I didn't realise this was already a farewell gathering. Isn't it a bit early for that? Unless it's only a start and it will go on until the end of the month.

Mike, not sure if I will be heading off to the bar from home yet but I don't mind sharing transportation on the way back. I will most probably arrange a lift from someone though as I can't stand taxis but you and wifey are most welcome.


----------



## NicolaTfromUKinDubai (Oct 27, 2008)

As James is such a champion drinker, this will probably be the first of many!!

N x






Lucysky said:


> I didn't realise this was already a farewell gathering. Isn't it a bit early for that? Unless it's only a start and it will go on until the end of the month.
> 
> Mike, not sure if I will be heading off to the bar from home yet but I don't mind sharing transportation on the way back. I will most probably arrange a lift from someone though as I can't stand taxis but you and wifey are most welcome.


----------



## Lucysky (Jan 21, 2009)

NicolaTfromUKinDubai said:


> James is such a champion drinker


Surely you jest? Are we even talking about the same James? The last time he himself admitted to being very pissed.


----------



## NicolaTfromUKinDubai (Oct 27, 2008)

lucy, please, can you not hear the irony as i type?



Lucysky said:


> Surely you jest? Are we even talking about the same James?
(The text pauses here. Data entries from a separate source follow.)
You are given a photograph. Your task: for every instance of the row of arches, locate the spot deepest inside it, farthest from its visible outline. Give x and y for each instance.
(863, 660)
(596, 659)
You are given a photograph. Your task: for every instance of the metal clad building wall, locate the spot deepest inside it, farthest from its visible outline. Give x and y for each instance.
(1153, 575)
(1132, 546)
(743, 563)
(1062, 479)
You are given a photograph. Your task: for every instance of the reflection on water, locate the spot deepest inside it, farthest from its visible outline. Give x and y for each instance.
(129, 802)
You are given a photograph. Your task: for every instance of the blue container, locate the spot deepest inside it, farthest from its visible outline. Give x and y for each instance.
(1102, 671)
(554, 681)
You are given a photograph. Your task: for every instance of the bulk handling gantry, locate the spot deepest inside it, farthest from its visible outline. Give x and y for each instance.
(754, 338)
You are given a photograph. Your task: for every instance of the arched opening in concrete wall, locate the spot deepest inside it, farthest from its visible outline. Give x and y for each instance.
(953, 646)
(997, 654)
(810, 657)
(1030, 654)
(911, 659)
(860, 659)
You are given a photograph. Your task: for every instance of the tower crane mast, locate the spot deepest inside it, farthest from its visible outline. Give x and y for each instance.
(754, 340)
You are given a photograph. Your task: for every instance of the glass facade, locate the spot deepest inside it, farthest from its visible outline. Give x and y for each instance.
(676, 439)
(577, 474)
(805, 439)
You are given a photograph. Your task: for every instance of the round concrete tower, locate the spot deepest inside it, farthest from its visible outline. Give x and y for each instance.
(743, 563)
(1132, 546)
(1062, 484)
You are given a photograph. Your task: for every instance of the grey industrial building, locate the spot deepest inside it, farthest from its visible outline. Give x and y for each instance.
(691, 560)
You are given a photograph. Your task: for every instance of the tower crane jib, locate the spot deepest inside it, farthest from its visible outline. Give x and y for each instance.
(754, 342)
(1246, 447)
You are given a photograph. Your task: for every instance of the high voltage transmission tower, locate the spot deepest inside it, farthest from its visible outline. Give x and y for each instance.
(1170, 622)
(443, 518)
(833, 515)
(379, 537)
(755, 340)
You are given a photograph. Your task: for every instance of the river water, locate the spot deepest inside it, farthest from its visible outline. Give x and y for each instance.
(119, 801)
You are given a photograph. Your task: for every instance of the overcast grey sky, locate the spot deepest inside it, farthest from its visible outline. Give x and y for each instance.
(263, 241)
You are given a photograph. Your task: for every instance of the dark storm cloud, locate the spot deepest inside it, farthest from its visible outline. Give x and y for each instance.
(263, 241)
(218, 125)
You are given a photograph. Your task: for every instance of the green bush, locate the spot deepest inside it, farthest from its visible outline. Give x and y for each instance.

The last time he himself admitted to being very pissed.


----------



## Lucysky (Jan 21, 2009)

NicolaTfromUKinDubai said:


> lucy, please, can you not hear the irony as i type?


Phew. Had me worried for a second. Then yes, Jim can drink more than anybody else.


----------



## Xpat (Nov 12, 2008)

Is it james who works for business magazine?


----------



## NicolaTfromUKinDubai (Oct 27, 2008)

No, james is in recruitment, cant remember the name of the co though.






Xpat said:


> Is it james who works for business magazine?


----------



## Jim's_a_Thai_Fox (Jan 26, 2009)

Well excuse me!!!

I am surprised my ears were not burning white hot whilst all this absolute tosh was being written about me...

In my defence, and for the final time, I did have a fair bit to drink and it was on an empty stomach. Tonight, things will be different for two reasons. 

a) I've just eaten a nice chinese and its already 3.30pm 
b) as it is my leaving doo, I thoroughly expect everyone else to buy me drinks and judging by the mountain of 'farewell responses' I've had, I expect to be sitting on my lonesome all evening.

Anyways, cheers Nic for being arsed to start a thread and for everyone's kind messages. 

Sniff sniff...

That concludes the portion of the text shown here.